Spotted on Video: Watch as a Meteor is Caught Over North Liberty
The night sky may not be as "romantic as it seems." People have always made wishes on shooting stars, but what they don't think about as they're holding their partners hand on a blanket in the wide open field (ok...that is pretty romantic) is that shooting stars are not stars at all but actually space debris that enters Earth's atmosphere and burns up before reaching the ground.
Shooting stars aren't just one type of meteor; in fact, they're classified into three different types depending on where they are spotted.
According to Nasa:
Meteoroids are objects in space that range in size from dust grains to small asteroids. Think of them as “space rocks."

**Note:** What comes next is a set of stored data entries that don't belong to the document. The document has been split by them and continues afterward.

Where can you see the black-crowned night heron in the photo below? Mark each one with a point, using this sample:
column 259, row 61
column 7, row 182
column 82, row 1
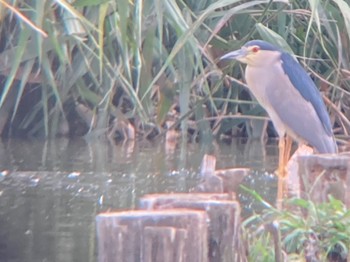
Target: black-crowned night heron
column 289, row 96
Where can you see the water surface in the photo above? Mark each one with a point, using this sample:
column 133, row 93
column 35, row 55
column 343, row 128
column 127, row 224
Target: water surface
column 51, row 191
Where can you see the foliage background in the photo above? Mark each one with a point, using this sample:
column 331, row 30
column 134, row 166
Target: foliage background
column 126, row 67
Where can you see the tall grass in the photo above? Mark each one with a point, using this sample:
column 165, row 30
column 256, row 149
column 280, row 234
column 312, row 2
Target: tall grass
column 90, row 66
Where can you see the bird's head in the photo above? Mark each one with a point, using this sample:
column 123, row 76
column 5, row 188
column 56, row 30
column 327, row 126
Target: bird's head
column 255, row 53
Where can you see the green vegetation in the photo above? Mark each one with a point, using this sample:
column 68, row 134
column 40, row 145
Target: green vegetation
column 304, row 231
column 104, row 66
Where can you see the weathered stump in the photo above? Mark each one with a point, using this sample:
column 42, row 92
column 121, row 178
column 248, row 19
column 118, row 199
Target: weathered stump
column 223, row 218
column 167, row 235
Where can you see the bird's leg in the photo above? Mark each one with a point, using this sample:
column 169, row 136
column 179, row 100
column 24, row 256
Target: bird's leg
column 287, row 150
column 281, row 155
column 283, row 144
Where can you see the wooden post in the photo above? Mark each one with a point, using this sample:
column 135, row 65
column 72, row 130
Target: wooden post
column 139, row 236
column 223, row 218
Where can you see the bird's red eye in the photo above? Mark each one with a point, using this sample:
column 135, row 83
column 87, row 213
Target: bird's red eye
column 255, row 49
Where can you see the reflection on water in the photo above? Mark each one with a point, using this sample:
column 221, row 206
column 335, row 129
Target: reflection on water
column 47, row 213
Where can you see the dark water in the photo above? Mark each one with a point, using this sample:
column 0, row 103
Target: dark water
column 50, row 192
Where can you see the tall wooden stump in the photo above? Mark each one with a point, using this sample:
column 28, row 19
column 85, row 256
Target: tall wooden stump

When meteoroids enter Earth’s atmosphere (or that of another planet, like Mars) at high speed and burn up, the fireballs or “shooting stars” are called meteors.

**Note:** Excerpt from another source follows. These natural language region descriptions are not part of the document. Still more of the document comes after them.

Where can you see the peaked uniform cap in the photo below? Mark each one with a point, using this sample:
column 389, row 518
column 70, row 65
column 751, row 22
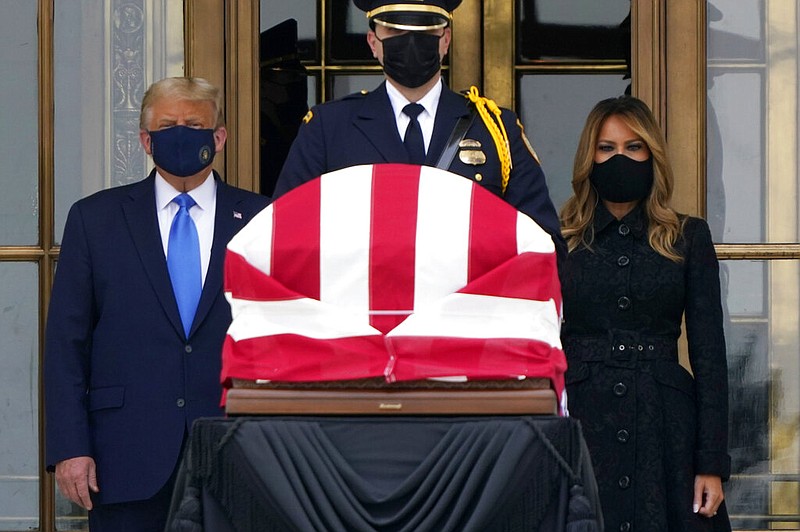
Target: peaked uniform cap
column 411, row 15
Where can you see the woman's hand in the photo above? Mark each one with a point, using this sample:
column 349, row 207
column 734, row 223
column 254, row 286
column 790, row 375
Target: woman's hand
column 708, row 495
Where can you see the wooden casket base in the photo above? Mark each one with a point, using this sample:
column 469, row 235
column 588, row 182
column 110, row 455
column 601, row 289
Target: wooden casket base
column 376, row 397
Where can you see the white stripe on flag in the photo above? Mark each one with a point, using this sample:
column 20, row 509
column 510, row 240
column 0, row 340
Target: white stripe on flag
column 345, row 239
column 531, row 237
column 442, row 246
column 306, row 317
column 256, row 235
column 479, row 316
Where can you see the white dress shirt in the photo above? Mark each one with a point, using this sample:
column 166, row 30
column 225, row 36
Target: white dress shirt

When a meteoroid survives a trip through the atmosphere and hits the ground, it’s called a meteorite.
Our friends up in North Liberty, Iowa got a show last Sunday. According to their Facebook post below, their plow driver, Ryan, was pulling in and caught it with his bare eyes. Then remembered the security system was on and sure enough...they caught the "shooting star"...or as I like to call them, "flaming space rock"...on camera.
If you ever get to Winslow, Arizona...after you've cranked up "Take It Easy" by the Eagles a few times...do yourself a favor and go check out the meteorite crater.
According to Wikipedia: It is about 3,900 ft (1,200 m) in diameter, some 560 ft (170 m) deep, and is surrounded by a rim that rises 148 ft (45 m) above the surrounding plains.